Slide 23 of 41
Notes:
For example, let’s say we chose to create a futures wheel from the provocative statement, ”By 2010, we talk to our computers, they talk back, and recognize us via biometrics.” This statement is a vivid way of expressing several related trends: 1) increasing multiplicity of input and display devices for computers, with consequent decline in use of keyboards; and 2) increasing use of “biometrics” – identifiers based on unique characteristics of living organisms, like our fingerprints, retinal patterns, blood type, or DNA.
What are the first effects you can extrapolate would emerge from this shift in the computing infrastructure – and everything connected to, or depending upon, it? For example:
- working – and education – environments noisier;
- nobody needs to remember passwords anymore;
- precipitous drop in incidence of work-related carpal tunnel syndrome;
- market emerges for ”great voice” modules to personalize computer speech.
These are just a few examples of primary effects these changes would have in our immediate lives.
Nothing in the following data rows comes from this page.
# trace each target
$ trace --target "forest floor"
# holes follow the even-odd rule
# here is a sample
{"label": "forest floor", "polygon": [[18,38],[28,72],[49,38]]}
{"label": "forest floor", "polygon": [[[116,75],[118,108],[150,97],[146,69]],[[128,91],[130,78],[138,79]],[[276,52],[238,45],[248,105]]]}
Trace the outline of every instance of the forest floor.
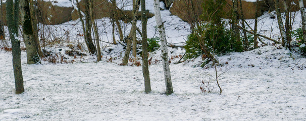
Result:
{"label": "forest floor", "polygon": [[[152,13],[153,1],[146,3]],[[190,33],[188,23],[168,10],[161,13],[168,42],[183,45]],[[294,14],[293,30],[300,27],[301,21],[299,13]],[[279,41],[273,16],[272,12],[259,18],[258,32]],[[253,27],[253,20],[246,21]],[[131,25],[122,23],[126,36]],[[139,28],[140,23],[137,22]],[[154,17],[147,23],[148,38],[156,37]],[[120,44],[106,44],[112,41],[109,19],[98,20],[97,25],[104,41],[103,59],[98,63],[94,55],[74,57],[63,52],[80,43],[85,46],[79,21],[44,25],[41,30],[49,31],[43,32],[47,38],[44,49],[53,55],[41,64],[28,65],[22,51],[25,92],[21,94],[15,94],[12,53],[0,50],[0,120],[306,120],[306,58],[295,50],[263,39],[269,45],[220,55],[218,74],[229,69],[219,79],[223,90],[220,94],[206,76],[214,76],[214,69],[209,65],[199,67],[201,57],[175,64],[185,50],[169,48],[174,93],[166,96],[158,50],[150,53],[152,91],[146,94],[142,67],[131,62],[119,66],[124,49]],[[76,50],[83,52],[81,49]],[[210,82],[212,92],[201,92],[201,81]]]}
{"label": "forest floor", "polygon": [[[141,66],[98,63],[28,65],[22,51],[25,92],[15,94],[12,54],[0,51],[0,120],[305,120],[306,59],[275,46],[218,57],[223,89],[199,84],[214,69],[196,58],[170,65],[174,93],[164,94],[160,62],[149,66],[146,94]],[[184,50],[172,48],[171,55]],[[160,53],[150,55],[153,60]],[[108,61],[108,60],[109,61]],[[218,71],[221,73],[222,71]]]}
If your thinking gets stuck, look at the subdivisions in the futures wheel. These effects address the areas of work, education, daily life, health, and the economy – what about hobbies? our homes and family life? the arts? etc.
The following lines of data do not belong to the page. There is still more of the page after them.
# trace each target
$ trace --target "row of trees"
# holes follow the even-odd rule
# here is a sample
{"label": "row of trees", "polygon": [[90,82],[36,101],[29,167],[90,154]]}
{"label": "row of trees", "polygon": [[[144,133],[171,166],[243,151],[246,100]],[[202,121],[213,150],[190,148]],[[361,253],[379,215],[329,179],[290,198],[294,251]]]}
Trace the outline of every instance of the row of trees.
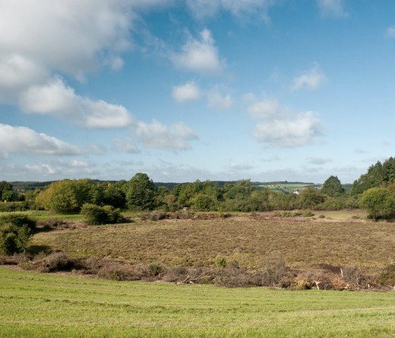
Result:
{"label": "row of trees", "polygon": [[[249,212],[361,206],[369,210],[372,218],[391,218],[395,214],[394,180],[395,159],[391,157],[382,164],[378,162],[371,166],[366,174],[356,180],[351,193],[345,193],[334,176],[329,177],[321,189],[308,186],[298,195],[256,187],[250,180],[225,183],[222,187],[217,182],[196,181],[176,185],[170,190],[166,186],[156,187],[147,174],[138,173],[129,181],[117,182],[87,179],[54,181],[45,189],[29,192],[26,197],[35,200],[36,207],[58,213],[79,212],[87,203],[132,211],[170,212],[184,207],[196,211]],[[8,200],[16,195],[12,186],[5,181],[0,183],[0,194]]]}
{"label": "row of trees", "polygon": [[144,173],[130,181],[97,183],[90,179],[65,179],[36,191],[37,206],[59,213],[78,212],[86,203],[133,211],[163,210],[174,212],[184,207],[196,211],[269,211],[293,209],[357,207],[356,199],[344,193],[336,176],[329,177],[320,191],[313,186],[299,195],[274,192],[255,187],[250,180],[226,183],[196,181],[175,186],[171,191],[155,187]]}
Next, take each of these primary effects, one by one, and ask what effects they in turn will have on our lives:
- working – and education – environments noisier:
- wireless ”earbud” headphones/microphones to communicate with your computer;
- ”visual display” goggles for silent response, eye movement navigation through menus:
- accelerated development of hyper-reality;
- development of ”workpod” office and schoolroom furniture, with built-in sound barriers:
- people in the same room conversing through their computers’ wireless network.
While listing the secondary effects of the chosen primary effect, tertiary effects also emerged, as the indented, italicized items illustrate.